Me gustaba que me creyera capaz de cometer malas acciones.
Nos pasábamos horas en el cuarto de baño. La bañera tenía las dimensiones de una ballena hueca con el respiradero dirigido hacia el interior.
Respetuoso con la tradición, Rinri se limpiaba de arriba abajo en el lavabo antes de entrar en el baño: uno no debe mancillar el agua de una honorable bañera.
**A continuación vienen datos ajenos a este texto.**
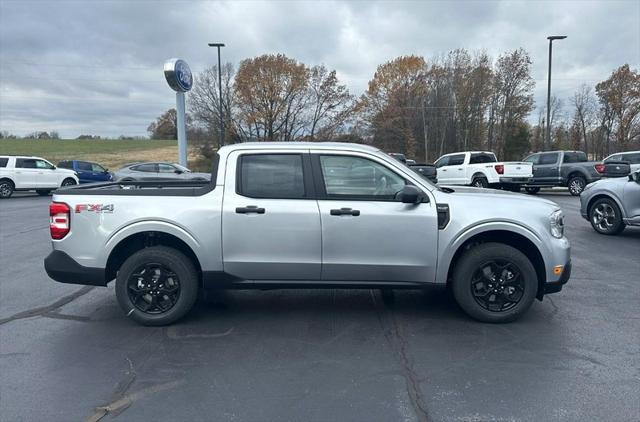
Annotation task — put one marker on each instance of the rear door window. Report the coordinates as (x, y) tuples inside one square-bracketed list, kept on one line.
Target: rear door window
[(277, 176), (26, 163), (479, 158), (443, 161), (548, 158)]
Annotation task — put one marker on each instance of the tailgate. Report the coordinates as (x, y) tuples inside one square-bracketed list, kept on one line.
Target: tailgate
[(516, 169)]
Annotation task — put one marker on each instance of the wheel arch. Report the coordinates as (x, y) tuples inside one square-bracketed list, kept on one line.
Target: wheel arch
[(8, 179), (605, 196), (132, 239), (520, 239)]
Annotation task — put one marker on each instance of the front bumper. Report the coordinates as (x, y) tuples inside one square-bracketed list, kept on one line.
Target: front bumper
[(61, 267), (515, 180), (556, 286)]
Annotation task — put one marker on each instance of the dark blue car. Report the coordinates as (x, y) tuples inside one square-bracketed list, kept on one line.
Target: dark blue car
[(87, 171)]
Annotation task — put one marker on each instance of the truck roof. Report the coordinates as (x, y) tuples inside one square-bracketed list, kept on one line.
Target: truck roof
[(299, 145)]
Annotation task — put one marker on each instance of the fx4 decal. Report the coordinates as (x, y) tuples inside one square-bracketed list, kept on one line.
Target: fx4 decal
[(97, 208)]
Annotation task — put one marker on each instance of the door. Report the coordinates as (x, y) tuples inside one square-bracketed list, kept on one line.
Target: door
[(270, 221), (85, 172), (546, 169), (47, 177), (631, 199), (367, 234), (451, 170), (26, 173)]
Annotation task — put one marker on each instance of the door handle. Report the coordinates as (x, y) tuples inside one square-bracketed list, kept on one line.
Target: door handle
[(345, 211), (250, 209)]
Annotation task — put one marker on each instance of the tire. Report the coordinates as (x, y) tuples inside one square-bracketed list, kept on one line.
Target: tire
[(480, 296), (6, 189), (576, 185), (161, 306), (68, 182), (605, 217), (480, 182)]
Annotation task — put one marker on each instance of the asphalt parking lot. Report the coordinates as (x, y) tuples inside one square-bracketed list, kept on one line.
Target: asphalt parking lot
[(67, 353)]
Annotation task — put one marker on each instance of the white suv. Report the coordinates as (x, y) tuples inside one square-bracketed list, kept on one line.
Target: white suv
[(32, 173)]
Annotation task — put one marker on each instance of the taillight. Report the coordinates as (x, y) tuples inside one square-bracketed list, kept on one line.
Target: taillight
[(59, 220)]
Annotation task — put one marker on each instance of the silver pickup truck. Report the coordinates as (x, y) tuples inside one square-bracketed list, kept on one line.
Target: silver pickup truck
[(300, 215)]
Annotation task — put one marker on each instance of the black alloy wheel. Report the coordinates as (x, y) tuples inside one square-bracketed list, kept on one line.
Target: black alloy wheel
[(605, 217), (153, 288), (497, 285), (576, 185)]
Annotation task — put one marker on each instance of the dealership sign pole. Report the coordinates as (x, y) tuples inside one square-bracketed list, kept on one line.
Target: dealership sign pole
[(179, 78)]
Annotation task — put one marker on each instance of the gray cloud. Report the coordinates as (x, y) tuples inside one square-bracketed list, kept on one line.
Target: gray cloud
[(96, 67)]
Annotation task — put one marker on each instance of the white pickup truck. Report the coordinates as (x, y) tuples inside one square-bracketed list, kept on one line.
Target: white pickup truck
[(19, 173), (481, 169)]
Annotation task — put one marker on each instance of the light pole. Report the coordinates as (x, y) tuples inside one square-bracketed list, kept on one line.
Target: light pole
[(218, 45), (548, 138)]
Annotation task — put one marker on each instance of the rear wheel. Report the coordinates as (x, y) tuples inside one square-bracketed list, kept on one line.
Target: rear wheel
[(576, 185), (605, 217), (6, 188), (480, 182), (494, 282), (157, 286)]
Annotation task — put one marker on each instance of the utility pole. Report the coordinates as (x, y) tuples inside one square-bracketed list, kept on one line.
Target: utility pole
[(547, 142), (219, 45)]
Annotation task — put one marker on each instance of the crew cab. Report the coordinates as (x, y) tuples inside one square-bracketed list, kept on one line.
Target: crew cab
[(87, 171), (301, 215), (570, 169), (20, 173), (481, 169)]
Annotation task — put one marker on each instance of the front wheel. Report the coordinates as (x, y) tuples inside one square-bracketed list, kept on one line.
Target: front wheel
[(6, 189), (157, 286), (494, 282), (576, 185), (68, 182), (605, 217)]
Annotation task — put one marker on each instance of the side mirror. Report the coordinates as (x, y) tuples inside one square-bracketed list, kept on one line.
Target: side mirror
[(410, 195)]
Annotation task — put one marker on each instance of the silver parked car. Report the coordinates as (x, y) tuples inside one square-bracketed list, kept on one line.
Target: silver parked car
[(157, 171), (612, 204)]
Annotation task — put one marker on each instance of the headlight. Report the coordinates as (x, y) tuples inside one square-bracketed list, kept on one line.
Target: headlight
[(556, 223)]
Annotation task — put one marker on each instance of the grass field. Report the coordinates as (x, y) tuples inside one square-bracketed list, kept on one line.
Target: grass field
[(111, 153)]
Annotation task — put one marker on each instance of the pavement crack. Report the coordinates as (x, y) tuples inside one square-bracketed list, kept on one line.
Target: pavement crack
[(44, 310), (393, 332)]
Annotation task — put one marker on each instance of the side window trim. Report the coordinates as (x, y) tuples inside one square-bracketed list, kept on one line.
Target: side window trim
[(321, 190), (307, 176)]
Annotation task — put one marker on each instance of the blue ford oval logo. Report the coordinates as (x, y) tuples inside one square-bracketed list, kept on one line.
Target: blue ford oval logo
[(178, 75)]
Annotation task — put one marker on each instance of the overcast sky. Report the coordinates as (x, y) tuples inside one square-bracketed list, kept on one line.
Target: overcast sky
[(95, 67)]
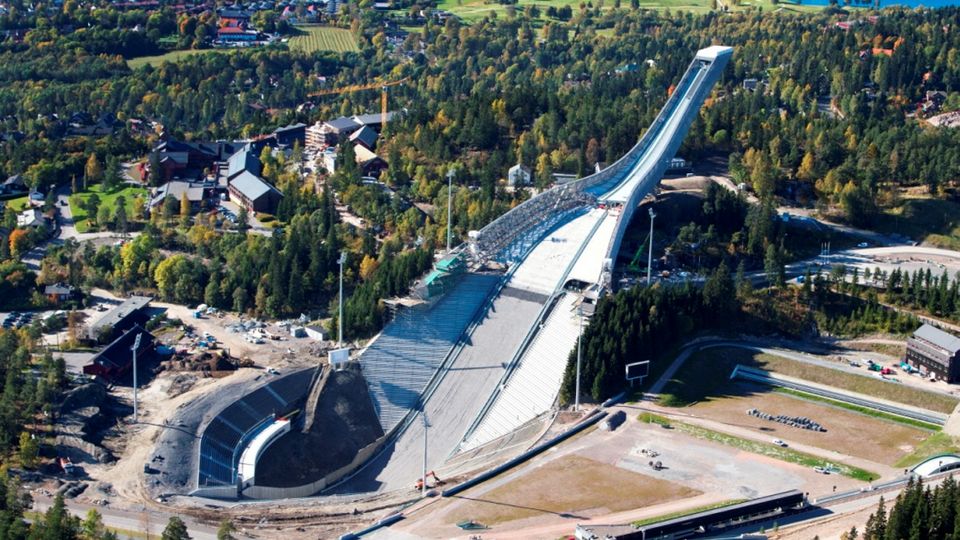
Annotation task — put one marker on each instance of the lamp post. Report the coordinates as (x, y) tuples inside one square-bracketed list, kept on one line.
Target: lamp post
[(576, 398), (423, 487), (136, 345), (341, 261), (450, 174), (650, 255)]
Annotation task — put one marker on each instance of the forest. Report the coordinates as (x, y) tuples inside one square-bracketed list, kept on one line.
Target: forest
[(919, 511)]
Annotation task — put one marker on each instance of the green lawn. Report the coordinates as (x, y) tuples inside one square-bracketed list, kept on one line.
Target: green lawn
[(474, 10), (109, 200), (932, 220), (172, 56), (19, 204), (705, 375), (858, 409), (771, 450), (314, 38)]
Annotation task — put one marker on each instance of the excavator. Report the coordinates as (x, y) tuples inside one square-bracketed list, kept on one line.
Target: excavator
[(436, 481)]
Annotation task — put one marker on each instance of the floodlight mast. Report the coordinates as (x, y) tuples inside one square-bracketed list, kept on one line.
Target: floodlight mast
[(650, 253), (426, 424), (341, 261), (576, 399), (450, 174), (134, 348)]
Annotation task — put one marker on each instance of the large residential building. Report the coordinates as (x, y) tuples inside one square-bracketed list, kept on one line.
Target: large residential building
[(254, 193), (116, 359), (935, 352), (196, 193), (132, 312)]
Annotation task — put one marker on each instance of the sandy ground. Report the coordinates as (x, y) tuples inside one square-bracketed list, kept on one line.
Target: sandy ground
[(719, 472), (157, 408)]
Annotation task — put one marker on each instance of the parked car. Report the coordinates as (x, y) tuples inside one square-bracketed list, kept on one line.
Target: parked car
[(613, 421)]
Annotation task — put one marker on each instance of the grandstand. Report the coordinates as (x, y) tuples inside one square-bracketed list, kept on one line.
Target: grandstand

No podía rendirme a una costumbre que me parecía tan absurda. Era como poner platos limpios en un lavavajillas.
Le expuse mi punto de vista.
—Quizás tengas razón —me dijo—, pero soy incapaz de comportarme de otro modo. Profanar el agua del baño es superior a mis fuerzas.
—Mientras que proferir blasfemias sobre la alimentación japonesa no te plantea ningún problema.
—Es lo que hay.
Tenía razón. Cada uno tiene sus baluartes reaccionarios, eso no tiene explicación.
A veces me parecía que el baño-ballena se movía y arrastraba a sus ocupantes hacia el fondo del mar.
—¿Conoces la historia de Jonás? —pregunté.
—No hables de ballenas. Si lo haces, vamos a discutir.
—¿No me digas que eres uno de esos nipones que se las comen?
—Sé que está mal. Pero no es culpa mía que estén tan buenas.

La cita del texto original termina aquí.